In a "meet the professor" session, Ken Faulkner, PhD, stressed the importance of looking at all risk factors, not just BMD, to accurately predict fracture risk. He recommended subtracting about 0.5 from the T-score for each risk factor to get a more accurate T-score for predicting fracture risk. In other words, if a patient had the risk factors of smoking and previous fracture, one would subtract 1.0 (0.5 + 0.5) from the measured T-score. If this patient had a measured T-score of -1.5 from a bone density test, then subtracting 1.0 from this would result in a revised score of -2.5. This T-score would call for more aggressive treatment.

Each of the speakers stressed the importance of recognizing that the first insufficiency fracture markedly increases the chance of future fractures. Vertebral fractures were also shown to be predictive of future fractures as well as an independent cause of increased mortality.[2] Unfortunately, many first fractures either go unrecognized or are not seen by clinicians as a reason to initiate treatment for future fracture prevention. Recent data from the Mayo Clinic show that only 5% of patients presenting with Colles' fractures receive evaluation and treatment for the underlying osteoporosis. Dan Baran, MD, noted that two thirds of all vertebral fractures are asymptomatic. As such, he stressed the importance of taking thorough patient histories and assessing any height loss in order to enable early diagnosis of vertebral fractures.
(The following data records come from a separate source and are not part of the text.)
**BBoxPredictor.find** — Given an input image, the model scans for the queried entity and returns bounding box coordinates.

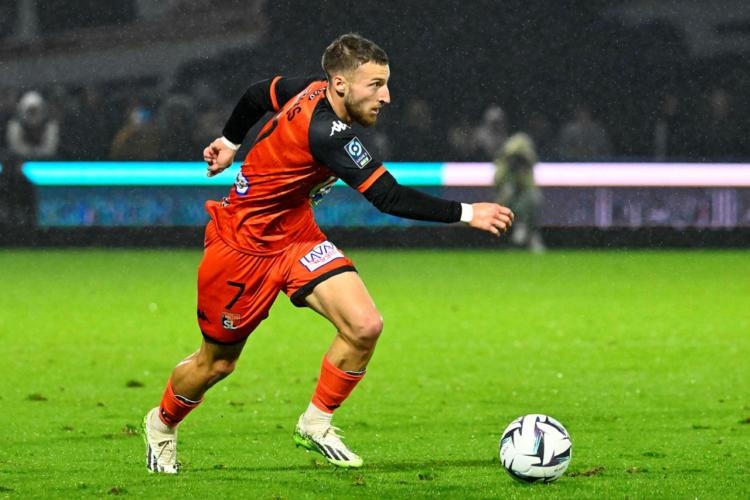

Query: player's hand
[203,139,236,177]
[469,203,514,236]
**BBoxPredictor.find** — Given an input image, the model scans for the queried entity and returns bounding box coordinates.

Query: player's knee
[351,312,383,349]
[210,359,237,382]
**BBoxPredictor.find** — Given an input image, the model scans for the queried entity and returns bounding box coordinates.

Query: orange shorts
[198,221,356,344]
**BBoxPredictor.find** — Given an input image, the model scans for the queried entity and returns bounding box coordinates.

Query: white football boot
[143,407,180,474]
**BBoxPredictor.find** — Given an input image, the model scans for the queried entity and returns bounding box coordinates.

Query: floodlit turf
[0,250,750,499]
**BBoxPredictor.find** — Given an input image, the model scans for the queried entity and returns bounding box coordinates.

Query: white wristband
[219,136,241,151]
[461,203,474,224]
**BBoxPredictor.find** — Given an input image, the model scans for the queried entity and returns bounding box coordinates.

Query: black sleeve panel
[362,171,461,222]
[308,99,383,189]
[222,78,317,144]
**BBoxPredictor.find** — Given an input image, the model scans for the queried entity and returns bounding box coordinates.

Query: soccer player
[144,34,513,474]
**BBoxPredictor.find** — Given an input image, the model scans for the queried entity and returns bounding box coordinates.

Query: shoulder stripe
[270,76,281,111]
[357,165,386,193]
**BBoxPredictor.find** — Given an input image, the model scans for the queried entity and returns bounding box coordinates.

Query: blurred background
[0,0,750,246]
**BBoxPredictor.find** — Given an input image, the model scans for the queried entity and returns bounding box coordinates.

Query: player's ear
[331,75,349,97]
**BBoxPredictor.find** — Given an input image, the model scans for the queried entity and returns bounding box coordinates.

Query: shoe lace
[156,438,177,464]
[321,425,346,448]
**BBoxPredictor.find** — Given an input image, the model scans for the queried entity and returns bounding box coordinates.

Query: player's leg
[144,223,279,474]
[143,340,245,474]
[294,272,383,467]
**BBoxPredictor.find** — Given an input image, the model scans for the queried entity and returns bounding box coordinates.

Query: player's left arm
[203,76,317,177]
[364,167,513,236]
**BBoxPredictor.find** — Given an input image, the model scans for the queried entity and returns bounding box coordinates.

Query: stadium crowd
[0,0,750,231]
[0,75,750,161]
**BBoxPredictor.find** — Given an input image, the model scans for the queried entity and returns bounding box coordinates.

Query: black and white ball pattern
[500,414,573,483]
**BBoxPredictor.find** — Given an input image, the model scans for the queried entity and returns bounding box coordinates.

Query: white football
[500,414,573,483]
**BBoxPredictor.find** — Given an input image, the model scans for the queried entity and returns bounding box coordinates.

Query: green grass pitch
[0,250,750,499]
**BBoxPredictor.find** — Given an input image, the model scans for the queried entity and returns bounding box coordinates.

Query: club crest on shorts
[299,241,344,271]
[344,137,372,168]
[221,311,242,330]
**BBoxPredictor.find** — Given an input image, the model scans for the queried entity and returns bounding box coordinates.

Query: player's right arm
[310,120,513,236]
[203,76,315,177]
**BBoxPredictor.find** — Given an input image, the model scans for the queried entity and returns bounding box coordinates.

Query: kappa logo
[328,120,349,137]
[299,241,344,271]
[234,172,250,194]
[344,137,372,168]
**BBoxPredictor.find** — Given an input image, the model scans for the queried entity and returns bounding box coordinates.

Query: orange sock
[159,378,203,427]
[312,356,365,413]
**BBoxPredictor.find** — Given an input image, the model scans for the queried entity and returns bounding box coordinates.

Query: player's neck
[326,87,352,125]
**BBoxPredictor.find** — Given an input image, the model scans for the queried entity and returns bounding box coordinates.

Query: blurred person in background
[653,92,689,161]
[60,84,116,160]
[558,103,612,161]
[494,132,545,253]
[143,34,513,474]
[156,94,196,161]
[469,104,508,160]
[448,104,508,161]
[109,102,160,161]
[5,90,60,160]
[695,87,746,161]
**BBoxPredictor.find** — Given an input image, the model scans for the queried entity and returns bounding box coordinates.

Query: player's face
[344,62,391,127]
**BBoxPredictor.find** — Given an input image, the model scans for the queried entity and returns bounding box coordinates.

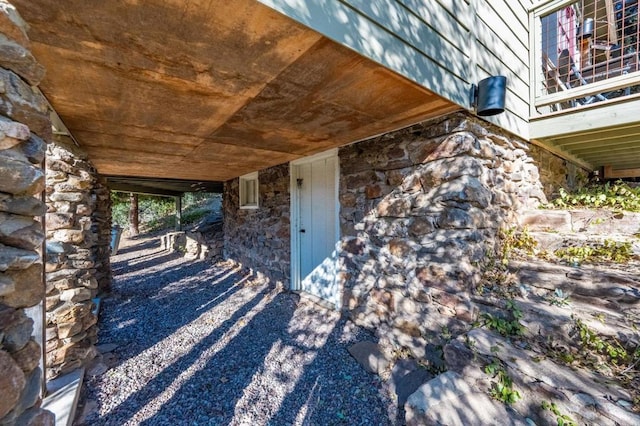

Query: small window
[240,172,258,209]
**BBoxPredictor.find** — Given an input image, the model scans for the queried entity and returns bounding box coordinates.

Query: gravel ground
[76,237,397,426]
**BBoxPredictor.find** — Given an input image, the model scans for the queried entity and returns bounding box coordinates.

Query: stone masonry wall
[0,1,54,425]
[222,164,291,285]
[46,137,111,378]
[339,113,575,358]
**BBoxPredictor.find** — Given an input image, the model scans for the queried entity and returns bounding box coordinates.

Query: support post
[176,195,182,231]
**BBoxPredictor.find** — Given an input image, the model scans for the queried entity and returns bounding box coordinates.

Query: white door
[291,151,340,307]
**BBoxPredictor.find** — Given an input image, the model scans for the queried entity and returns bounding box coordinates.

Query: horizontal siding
[259,0,532,138]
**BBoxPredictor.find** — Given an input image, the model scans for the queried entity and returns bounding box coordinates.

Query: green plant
[554,239,633,263]
[484,360,520,404]
[542,401,578,426]
[548,288,569,307]
[546,180,640,212]
[482,299,525,336]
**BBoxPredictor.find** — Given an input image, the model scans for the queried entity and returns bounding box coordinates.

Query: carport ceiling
[12,0,459,181]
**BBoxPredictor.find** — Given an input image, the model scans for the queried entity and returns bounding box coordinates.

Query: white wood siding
[258,0,532,138]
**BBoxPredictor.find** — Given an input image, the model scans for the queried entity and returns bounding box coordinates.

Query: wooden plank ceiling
[12,0,459,181]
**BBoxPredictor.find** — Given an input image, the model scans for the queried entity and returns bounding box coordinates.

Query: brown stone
[0,193,46,216]
[0,265,45,308]
[0,34,45,86]
[58,322,82,339]
[0,70,52,140]
[60,287,93,302]
[0,244,41,272]
[0,155,45,195]
[46,213,74,231]
[53,229,85,244]
[376,197,411,217]
[409,217,435,237]
[13,339,42,374]
[0,349,26,419]
[389,238,415,258]
[0,212,44,250]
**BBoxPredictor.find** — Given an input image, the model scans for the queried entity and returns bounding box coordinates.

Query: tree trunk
[129,193,140,236]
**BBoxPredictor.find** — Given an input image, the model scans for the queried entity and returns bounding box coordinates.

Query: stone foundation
[222,164,291,283]
[46,138,111,378]
[0,2,54,425]
[340,113,576,358]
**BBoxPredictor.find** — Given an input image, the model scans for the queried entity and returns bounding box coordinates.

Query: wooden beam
[604,166,640,179]
[530,98,640,139]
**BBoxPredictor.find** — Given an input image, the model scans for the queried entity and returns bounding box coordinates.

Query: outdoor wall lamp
[471,75,507,117]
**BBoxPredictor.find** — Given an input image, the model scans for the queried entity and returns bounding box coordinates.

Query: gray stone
[20,134,46,164]
[0,349,26,419]
[0,193,47,216]
[348,342,389,374]
[0,155,45,195]
[405,371,526,426]
[0,212,44,250]
[0,70,52,140]
[16,408,56,426]
[0,273,16,296]
[0,244,41,272]
[96,343,120,354]
[518,210,572,232]
[2,314,33,352]
[0,265,45,308]
[0,34,45,86]
[14,367,42,416]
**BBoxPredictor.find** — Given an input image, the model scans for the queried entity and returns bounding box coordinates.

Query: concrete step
[519,209,640,237]
[42,368,84,426]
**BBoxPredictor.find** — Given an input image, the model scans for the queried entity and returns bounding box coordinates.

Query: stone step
[529,231,640,259]
[519,209,640,237]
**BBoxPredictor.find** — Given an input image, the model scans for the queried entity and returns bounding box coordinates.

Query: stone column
[0,1,54,425]
[46,137,111,378]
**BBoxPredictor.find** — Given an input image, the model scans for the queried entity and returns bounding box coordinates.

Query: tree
[129,192,140,236]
Genetics, as a risk factor for osteoporosis, is important in men and in women. Males with a family history of osteoporosis are likely to have below-average bone density. Eric Orwoll, MD,[3] from Portland, Oregon, a prominent researcher in this field, stressed the importance of not ignoring the risk of osteoporosis in men. He pointed out that osteoporosis in men is (1) common, accounting for 20% of all cases, (2) expensive, leading to a great economic burden, and (3) serious, as men with hip fractures have a higher mortality than women with hip fractures.
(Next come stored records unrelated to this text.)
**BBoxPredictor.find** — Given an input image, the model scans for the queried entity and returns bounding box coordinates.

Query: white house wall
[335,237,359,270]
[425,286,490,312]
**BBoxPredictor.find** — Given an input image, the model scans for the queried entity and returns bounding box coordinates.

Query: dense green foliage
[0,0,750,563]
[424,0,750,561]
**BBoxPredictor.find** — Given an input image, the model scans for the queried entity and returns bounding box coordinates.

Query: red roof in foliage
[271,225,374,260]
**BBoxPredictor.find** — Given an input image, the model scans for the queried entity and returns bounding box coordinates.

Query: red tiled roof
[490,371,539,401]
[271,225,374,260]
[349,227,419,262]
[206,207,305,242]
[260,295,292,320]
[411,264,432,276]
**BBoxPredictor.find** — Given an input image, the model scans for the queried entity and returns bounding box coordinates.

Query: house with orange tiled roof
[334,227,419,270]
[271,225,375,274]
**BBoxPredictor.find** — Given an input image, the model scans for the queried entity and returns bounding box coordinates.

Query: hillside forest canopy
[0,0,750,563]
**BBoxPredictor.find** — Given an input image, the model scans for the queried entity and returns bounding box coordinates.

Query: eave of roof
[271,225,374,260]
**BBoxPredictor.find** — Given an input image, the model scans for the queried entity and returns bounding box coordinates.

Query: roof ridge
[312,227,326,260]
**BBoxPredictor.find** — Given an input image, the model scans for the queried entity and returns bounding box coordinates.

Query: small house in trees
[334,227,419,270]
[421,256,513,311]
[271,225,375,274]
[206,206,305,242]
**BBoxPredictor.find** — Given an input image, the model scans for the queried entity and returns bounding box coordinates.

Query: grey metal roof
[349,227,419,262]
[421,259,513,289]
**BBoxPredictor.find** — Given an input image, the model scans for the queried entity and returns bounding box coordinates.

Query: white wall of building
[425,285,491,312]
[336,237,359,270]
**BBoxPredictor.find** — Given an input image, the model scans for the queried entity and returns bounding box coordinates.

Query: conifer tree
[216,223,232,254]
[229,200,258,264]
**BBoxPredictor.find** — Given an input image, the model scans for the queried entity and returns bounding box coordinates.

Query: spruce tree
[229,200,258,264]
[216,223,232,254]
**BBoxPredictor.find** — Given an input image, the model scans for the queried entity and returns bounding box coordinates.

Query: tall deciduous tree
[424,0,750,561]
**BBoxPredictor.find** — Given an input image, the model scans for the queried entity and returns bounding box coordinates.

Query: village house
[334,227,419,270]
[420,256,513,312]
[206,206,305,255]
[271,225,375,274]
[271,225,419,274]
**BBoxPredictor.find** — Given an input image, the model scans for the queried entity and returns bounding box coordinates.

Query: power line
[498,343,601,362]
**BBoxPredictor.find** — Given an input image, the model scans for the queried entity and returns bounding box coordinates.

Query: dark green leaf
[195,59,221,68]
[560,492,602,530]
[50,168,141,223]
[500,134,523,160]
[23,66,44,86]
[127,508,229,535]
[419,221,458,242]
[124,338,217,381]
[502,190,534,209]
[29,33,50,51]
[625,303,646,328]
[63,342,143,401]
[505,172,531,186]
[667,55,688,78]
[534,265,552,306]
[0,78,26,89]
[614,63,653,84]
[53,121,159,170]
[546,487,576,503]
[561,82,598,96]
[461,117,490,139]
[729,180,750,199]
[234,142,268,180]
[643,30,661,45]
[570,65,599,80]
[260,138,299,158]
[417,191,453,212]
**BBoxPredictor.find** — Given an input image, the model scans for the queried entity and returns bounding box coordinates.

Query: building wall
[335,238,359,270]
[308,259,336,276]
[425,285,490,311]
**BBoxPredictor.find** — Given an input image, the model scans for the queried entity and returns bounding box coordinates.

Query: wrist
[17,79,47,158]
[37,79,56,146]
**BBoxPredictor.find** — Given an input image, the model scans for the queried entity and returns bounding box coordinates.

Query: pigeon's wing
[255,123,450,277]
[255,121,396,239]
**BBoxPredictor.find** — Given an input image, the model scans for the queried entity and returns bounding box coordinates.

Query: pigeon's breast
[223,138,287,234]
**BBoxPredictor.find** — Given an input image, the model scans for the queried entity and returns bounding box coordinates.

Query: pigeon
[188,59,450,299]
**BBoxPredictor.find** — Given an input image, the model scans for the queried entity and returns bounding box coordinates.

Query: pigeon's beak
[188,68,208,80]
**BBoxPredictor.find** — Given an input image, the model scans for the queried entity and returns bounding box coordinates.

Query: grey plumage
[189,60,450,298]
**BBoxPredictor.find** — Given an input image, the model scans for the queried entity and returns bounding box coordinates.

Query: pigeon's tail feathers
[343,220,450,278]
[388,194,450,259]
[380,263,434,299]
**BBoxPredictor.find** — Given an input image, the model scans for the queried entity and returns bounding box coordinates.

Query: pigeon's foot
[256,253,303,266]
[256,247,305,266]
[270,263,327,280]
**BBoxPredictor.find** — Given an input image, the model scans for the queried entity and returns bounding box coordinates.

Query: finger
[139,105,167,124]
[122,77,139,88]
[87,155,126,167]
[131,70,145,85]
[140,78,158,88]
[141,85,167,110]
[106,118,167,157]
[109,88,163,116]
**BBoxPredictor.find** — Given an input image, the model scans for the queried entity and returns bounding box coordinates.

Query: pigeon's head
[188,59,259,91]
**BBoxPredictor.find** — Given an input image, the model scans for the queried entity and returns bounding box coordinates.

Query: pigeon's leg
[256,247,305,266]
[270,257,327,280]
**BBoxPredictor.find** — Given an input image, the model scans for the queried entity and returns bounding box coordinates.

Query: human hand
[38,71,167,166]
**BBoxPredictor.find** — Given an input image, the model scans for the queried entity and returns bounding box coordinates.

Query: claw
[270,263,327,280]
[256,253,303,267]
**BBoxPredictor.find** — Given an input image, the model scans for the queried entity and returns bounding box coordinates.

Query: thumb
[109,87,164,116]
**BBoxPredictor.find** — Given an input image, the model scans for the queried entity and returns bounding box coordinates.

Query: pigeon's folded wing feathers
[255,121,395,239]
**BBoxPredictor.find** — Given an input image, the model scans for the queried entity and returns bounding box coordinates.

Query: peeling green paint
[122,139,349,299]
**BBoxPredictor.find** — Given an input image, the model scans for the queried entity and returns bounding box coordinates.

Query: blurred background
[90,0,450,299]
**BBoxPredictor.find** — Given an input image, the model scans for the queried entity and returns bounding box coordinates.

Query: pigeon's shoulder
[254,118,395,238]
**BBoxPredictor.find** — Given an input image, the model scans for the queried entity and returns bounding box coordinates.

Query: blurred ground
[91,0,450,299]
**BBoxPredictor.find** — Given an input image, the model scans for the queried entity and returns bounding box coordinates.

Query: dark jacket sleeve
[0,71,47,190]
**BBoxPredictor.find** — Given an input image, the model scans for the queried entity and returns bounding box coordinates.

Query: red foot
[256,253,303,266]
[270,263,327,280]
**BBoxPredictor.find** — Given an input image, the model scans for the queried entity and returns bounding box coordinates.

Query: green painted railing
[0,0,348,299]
Men with low testosterone levels have an increased risk of osteoporosis.[4,5] Dr. P. Szulc and his colleagues from France measured estradiol levels in a cohort of 596 men, aged 51 to 85. They found that men with low levels of bioavailable estradiol were likely to have high bone turnover and low bone mineral density. Their data suggest that both androgen levels and estradiol levels may influence the development of osteoporosis in men.
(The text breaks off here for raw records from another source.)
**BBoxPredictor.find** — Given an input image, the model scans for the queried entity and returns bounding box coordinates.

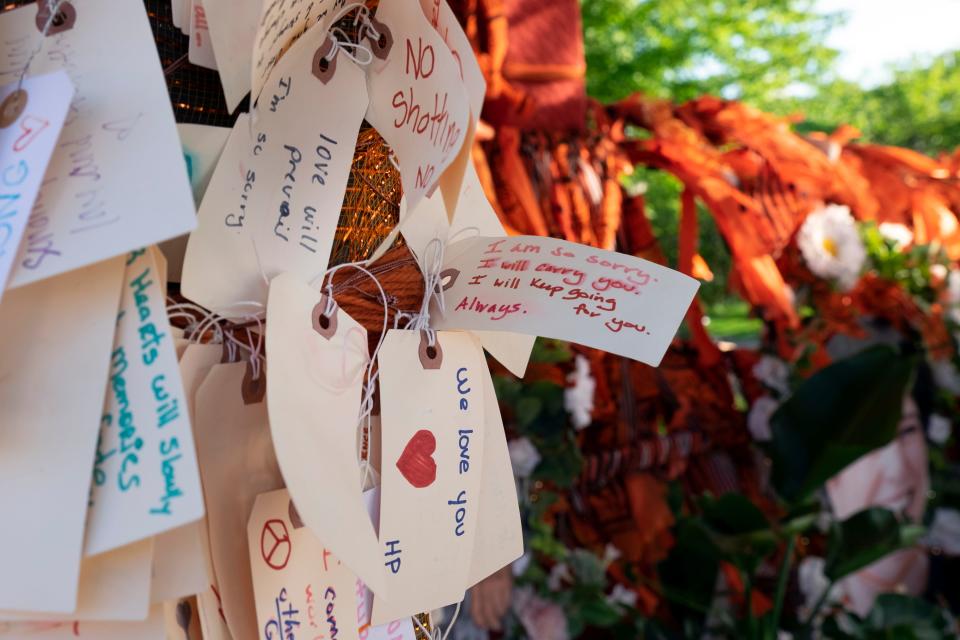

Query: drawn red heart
[13,115,50,153]
[397,429,437,489]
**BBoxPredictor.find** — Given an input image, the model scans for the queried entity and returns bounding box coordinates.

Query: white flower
[944,265,960,304]
[507,438,540,478]
[607,583,637,609]
[879,222,913,251]
[563,354,597,431]
[927,413,953,445]
[753,355,790,396]
[547,562,573,591]
[924,509,960,556]
[797,205,867,290]
[747,396,780,442]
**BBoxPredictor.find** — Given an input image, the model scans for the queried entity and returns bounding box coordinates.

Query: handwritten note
[0,0,196,287]
[0,71,73,297]
[267,273,385,593]
[251,30,367,288]
[436,236,700,366]
[247,489,359,640]
[372,330,486,624]
[203,0,262,113]
[187,0,217,69]
[196,362,283,640]
[250,0,346,104]
[0,258,124,613]
[367,0,470,209]
[85,250,203,555]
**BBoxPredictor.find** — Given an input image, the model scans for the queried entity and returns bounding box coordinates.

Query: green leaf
[770,345,916,502]
[824,507,923,581]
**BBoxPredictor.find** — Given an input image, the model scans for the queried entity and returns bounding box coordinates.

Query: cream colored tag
[467,362,523,586]
[0,258,124,613]
[367,0,470,209]
[434,236,700,366]
[0,0,196,287]
[84,250,203,555]
[251,38,367,282]
[250,0,345,104]
[267,273,385,592]
[372,330,486,624]
[0,606,164,640]
[247,490,359,640]
[180,114,267,317]
[195,362,283,640]
[420,0,487,220]
[450,162,537,378]
[0,539,153,624]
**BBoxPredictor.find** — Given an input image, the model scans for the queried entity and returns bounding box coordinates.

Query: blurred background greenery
[581,0,960,342]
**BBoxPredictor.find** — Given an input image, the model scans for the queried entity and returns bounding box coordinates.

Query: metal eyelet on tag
[0,89,28,128]
[310,33,337,84]
[36,0,77,36]
[440,269,460,291]
[310,296,340,340]
[420,331,443,369]
[363,16,393,60]
[240,362,267,404]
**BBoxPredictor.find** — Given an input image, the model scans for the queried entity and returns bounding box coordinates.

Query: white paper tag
[0,0,196,287]
[0,606,164,640]
[267,273,385,592]
[367,0,470,209]
[450,161,537,378]
[203,0,263,113]
[247,489,359,640]
[187,0,217,69]
[85,251,203,555]
[0,258,124,613]
[435,236,700,366]
[252,30,367,281]
[372,330,486,624]
[0,539,153,624]
[467,362,523,586]
[250,0,346,105]
[0,71,73,298]
[160,124,230,282]
[196,362,283,640]
[180,114,267,317]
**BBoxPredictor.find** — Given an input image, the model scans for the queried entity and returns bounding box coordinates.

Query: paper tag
[203,0,262,113]
[356,488,417,640]
[0,258,124,613]
[251,31,367,281]
[450,162,537,378]
[435,236,700,366]
[187,0,217,69]
[84,251,203,555]
[367,0,470,209]
[0,540,153,624]
[267,273,385,593]
[373,330,486,624]
[180,114,267,317]
[195,362,283,640]
[420,0,487,219]
[250,0,346,105]
[467,362,523,586]
[160,124,230,282]
[0,0,196,287]
[0,71,73,298]
[247,490,359,640]
[0,606,164,640]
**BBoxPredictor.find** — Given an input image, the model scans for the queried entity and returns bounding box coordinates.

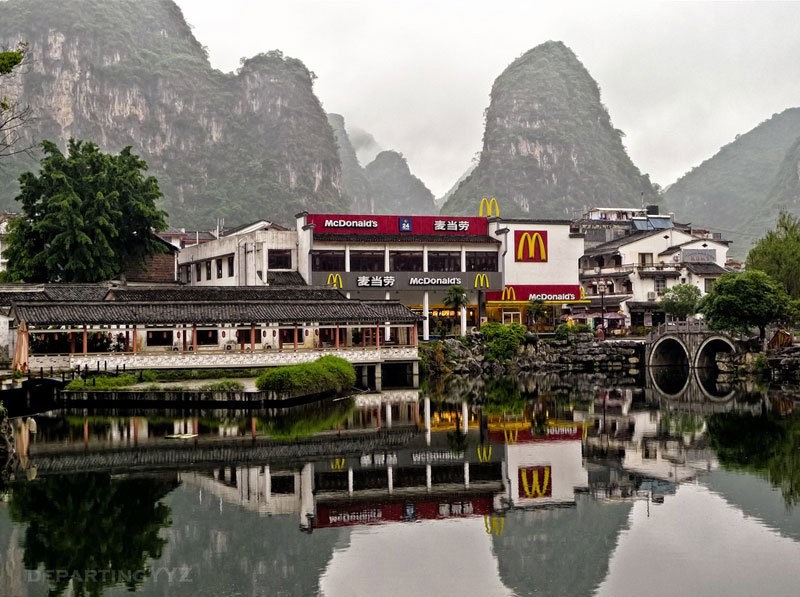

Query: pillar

Dr. L.E. Wehren and his colleagues from the University of Maryland examined why men have a higher mortality after hip fracture than women. They followed 804 community-dwelling men and women for 2 years following hip fracture. They found that the men were younger (79.5 vs 81.6 years old), had more baseline comorbidity, and had longer hospitalization (17.2 vs 14.3 days); however, men experienced fewer postoperative complications than women (1.4 vs 3.2). Men were more likely to have chest x-ray abnormalities (47.3% vs 37.3%) and lived a significantly shorter amount of time (517 vs 624 days) after fracture. Only 58% of the men were alive at 24 months compared with 77% of the women. They concluded that this increased vulnerability of men who fractured their hips is still not well understood and deserves further study.

Glucocorticoid-induced osteoporosis continues to be a major challenge in medicine.[6] Bone loss induced by steroids is rapid, but, fortunately, also reversible. Taking patients off glucocorticoids at any time in the course of their disease will significantly benefit their future outcome.

Even at low doses, glucocorticoids can significantly increase the risk of fracture. Studies show that even prednisone 2.5 mg daily, a so-called "safe dose," produces a 1.5-fold increase in the relative risk of fracture. Studies also show that fracture risk is extremely high in postmenopausal women and older men. As such, it is very important for clinicians treating their patients with glucocorticoids to access bone status at the beginning of treatment and introduce fracture prophylaxis early.